The prosecutor improperly appealed to the jury's sympathy by eliciting testimony from the victim's mother that the victim's wife was expecting a child and expressing sympathy for her loss by stating on the record, “Thank you ma-am. I'm sorry for your loss” (see People v. Miller, 6 N.Y.2d 152, 157, 188 N.Y.S.2d 534, 160 N.E.2d 74 ). A defendant is “entitled to a trial upon evidence proving or tending to prove the crime with which he was charged ‘... uninfluenced by irrelevant facts and circumstances which tend to prejudice or mislead the jury’ ” (People v. Tassiello, 300 N.Y. 425, 430–431, 91 N.E.2d 872, quoting People v. Posner, 273 N.Y. 184, 190, 7 N.E.2d 93 ). “Testimony about victims' personal backgrounds that is immaterial to any issue at trial should be excluded” (People v. Harris, 98 N.Y.2d 452, 490–491, 749 N.Y.S.2d 766, 779 N.E.2d 705 ). Here, the testimony in question was calculated to appeal to the passion and sympathy of the jury and unduly prejudiced the defendant (see People v. Miller, 6 N.Y.2d at 157, 188 N.Y.S.2d 534, 160 N.E.2d 74 ; People v. Caruso, 246 N.Y. 437, 443, 159 N.E. 390 ).
That error was compounded when, during summation, the prosecutor improperly appealed to the jury's sympathy by commenting that when the victim left his house on the night in question, he had no idea that he was “never going to see his family again” and “never going to be able to see his girlfriend again,” and stating that it was a “tragedy” that his “24–year–old life was taken away by this man here (indicating), [the defendant]” (see People v. Walters, 251 A.D.2d 433, 434, 674 N.Y.S.2d 114 ). The prosecutor committed misconduct of a different sort during summation when, while playing a surveillance video introduced into evidence at trial, she identified certain barely visible figures on the screen as the victim and the defendant. Throughout the course of these comments, the Supreme Court repeatedly instructed the jury that it alone should assess the video and not rely on the prosecutor's comments, but the prosecutor persisted in her characterization of the figures on the screen.
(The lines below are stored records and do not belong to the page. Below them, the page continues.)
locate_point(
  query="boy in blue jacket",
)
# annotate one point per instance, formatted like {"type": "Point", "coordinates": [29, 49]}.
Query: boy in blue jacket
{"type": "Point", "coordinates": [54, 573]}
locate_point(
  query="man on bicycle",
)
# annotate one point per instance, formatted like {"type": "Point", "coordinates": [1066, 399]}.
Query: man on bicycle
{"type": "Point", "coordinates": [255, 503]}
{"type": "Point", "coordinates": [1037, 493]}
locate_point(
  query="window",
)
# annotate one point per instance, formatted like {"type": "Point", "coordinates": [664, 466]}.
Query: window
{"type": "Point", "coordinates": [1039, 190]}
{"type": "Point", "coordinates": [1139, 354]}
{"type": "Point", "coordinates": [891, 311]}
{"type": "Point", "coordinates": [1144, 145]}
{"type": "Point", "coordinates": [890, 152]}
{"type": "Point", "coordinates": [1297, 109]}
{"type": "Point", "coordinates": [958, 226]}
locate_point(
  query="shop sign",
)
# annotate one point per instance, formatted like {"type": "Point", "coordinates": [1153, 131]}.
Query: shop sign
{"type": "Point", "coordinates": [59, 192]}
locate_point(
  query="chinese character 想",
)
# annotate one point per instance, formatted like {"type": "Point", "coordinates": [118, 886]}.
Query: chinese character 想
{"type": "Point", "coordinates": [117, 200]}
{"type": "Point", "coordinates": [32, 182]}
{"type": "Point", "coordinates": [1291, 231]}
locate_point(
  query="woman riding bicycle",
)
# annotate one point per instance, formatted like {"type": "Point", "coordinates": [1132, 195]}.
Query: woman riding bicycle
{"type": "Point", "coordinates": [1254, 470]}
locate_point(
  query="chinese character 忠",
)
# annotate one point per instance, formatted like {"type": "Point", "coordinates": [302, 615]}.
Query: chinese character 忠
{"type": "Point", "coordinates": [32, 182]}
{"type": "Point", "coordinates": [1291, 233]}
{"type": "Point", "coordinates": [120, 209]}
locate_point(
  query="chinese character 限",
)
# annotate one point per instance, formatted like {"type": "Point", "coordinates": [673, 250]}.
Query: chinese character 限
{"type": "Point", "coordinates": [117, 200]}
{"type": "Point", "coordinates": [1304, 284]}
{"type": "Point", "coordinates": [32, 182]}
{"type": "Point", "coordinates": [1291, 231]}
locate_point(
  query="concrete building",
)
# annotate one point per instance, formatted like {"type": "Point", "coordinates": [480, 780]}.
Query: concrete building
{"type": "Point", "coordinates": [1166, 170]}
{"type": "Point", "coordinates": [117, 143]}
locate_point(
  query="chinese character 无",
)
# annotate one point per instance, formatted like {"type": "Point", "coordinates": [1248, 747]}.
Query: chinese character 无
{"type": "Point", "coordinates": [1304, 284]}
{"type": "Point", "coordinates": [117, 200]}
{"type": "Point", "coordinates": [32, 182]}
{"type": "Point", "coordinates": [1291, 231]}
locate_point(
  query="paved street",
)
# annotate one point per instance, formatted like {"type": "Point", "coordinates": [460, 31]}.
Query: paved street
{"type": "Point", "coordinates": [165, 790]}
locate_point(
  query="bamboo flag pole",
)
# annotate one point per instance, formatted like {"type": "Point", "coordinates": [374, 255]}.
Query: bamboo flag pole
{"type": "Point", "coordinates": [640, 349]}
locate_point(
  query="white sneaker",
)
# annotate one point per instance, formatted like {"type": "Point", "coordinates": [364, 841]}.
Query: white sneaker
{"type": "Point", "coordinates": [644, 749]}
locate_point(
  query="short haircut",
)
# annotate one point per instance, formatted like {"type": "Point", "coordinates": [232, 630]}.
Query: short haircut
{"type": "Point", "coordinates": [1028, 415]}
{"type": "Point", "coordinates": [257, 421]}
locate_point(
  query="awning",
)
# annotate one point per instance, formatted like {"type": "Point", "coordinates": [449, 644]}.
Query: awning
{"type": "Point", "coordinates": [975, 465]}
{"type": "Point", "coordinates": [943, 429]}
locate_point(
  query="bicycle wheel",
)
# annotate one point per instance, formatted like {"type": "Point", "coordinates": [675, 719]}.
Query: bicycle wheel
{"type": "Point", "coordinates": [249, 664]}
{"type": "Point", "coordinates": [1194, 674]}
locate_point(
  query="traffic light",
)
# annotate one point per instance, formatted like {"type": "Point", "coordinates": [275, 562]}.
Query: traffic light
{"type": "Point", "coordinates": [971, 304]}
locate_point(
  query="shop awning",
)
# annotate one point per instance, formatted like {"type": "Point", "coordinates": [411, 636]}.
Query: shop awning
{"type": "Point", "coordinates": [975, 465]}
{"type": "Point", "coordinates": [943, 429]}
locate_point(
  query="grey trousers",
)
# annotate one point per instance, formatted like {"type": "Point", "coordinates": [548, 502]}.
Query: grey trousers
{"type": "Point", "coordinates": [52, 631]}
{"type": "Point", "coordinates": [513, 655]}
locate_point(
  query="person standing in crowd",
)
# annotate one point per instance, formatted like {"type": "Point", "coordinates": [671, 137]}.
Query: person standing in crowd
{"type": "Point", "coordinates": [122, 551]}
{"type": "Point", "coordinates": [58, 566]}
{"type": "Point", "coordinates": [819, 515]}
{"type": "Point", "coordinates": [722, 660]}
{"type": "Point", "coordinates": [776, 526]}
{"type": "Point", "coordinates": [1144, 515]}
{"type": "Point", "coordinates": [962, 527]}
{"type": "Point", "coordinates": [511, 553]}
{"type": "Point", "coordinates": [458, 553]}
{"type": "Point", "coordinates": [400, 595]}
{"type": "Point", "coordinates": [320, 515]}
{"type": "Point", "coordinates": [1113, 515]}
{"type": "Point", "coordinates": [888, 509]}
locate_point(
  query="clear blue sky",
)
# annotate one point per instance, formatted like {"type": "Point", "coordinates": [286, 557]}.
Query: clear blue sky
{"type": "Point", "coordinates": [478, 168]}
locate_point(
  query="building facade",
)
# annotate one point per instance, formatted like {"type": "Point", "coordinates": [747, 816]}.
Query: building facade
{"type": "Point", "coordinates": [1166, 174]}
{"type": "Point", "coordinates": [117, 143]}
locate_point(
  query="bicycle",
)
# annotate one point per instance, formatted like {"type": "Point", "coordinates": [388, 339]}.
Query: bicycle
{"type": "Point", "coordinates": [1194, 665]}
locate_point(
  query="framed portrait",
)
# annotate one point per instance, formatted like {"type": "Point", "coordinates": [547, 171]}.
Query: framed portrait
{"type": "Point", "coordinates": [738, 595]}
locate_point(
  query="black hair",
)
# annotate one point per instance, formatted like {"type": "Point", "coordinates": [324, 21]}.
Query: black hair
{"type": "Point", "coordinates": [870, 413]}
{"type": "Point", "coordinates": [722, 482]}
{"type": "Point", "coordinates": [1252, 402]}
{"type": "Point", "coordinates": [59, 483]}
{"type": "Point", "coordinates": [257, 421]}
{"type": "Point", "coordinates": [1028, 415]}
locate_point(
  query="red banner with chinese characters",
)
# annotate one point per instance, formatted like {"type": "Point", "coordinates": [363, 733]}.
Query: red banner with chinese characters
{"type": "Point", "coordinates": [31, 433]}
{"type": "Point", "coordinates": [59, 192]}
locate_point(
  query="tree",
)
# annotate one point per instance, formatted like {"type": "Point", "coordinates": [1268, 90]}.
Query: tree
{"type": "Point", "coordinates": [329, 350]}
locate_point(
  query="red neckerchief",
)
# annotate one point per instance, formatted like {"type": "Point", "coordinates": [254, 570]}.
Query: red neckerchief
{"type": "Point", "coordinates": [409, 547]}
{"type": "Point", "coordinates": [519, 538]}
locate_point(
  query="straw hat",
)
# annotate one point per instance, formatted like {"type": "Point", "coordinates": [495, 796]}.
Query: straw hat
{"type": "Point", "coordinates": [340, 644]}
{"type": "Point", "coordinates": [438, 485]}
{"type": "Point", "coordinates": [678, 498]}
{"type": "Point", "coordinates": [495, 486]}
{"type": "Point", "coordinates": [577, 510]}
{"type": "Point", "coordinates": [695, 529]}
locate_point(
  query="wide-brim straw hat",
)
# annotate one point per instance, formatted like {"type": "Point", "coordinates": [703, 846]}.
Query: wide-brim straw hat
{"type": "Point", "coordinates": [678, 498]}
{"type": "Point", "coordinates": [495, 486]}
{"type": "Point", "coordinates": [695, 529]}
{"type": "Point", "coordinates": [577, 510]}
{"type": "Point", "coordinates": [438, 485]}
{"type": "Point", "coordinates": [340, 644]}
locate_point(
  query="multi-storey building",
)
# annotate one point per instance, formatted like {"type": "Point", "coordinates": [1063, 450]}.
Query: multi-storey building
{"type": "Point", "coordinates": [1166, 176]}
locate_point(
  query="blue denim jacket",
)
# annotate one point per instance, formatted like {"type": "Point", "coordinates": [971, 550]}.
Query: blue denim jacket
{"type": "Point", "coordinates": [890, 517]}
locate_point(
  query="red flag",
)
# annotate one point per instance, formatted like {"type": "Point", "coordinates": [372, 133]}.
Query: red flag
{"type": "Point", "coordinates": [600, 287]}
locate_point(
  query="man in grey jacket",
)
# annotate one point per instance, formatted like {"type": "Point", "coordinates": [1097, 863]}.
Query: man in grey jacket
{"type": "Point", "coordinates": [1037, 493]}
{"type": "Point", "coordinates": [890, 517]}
Although the claims of prosecutorial misconduct regarding the testimony of the victim's mother and improper summation comments are unpreserved for appellate review, we nonetheless reach them in the exercise of our interest of justice jurisdiction (see People v. Jackson, 139 A.D.3d 875, 31 N.Y.S.3d 565 ; People v. Rodriguez, 75 A.D.2d 829, 427 N.Y.S.2d 466 ). While each of these errors, standing alone, may not warrant reversal, there is a significant probability that their combined effect contributed to the defendant's conviction. Accordingly, the judgment must be reversed, and a new trial ordered.
The defendant's remaining contentions, including those raised in his pro se supplemental brief, are without merit.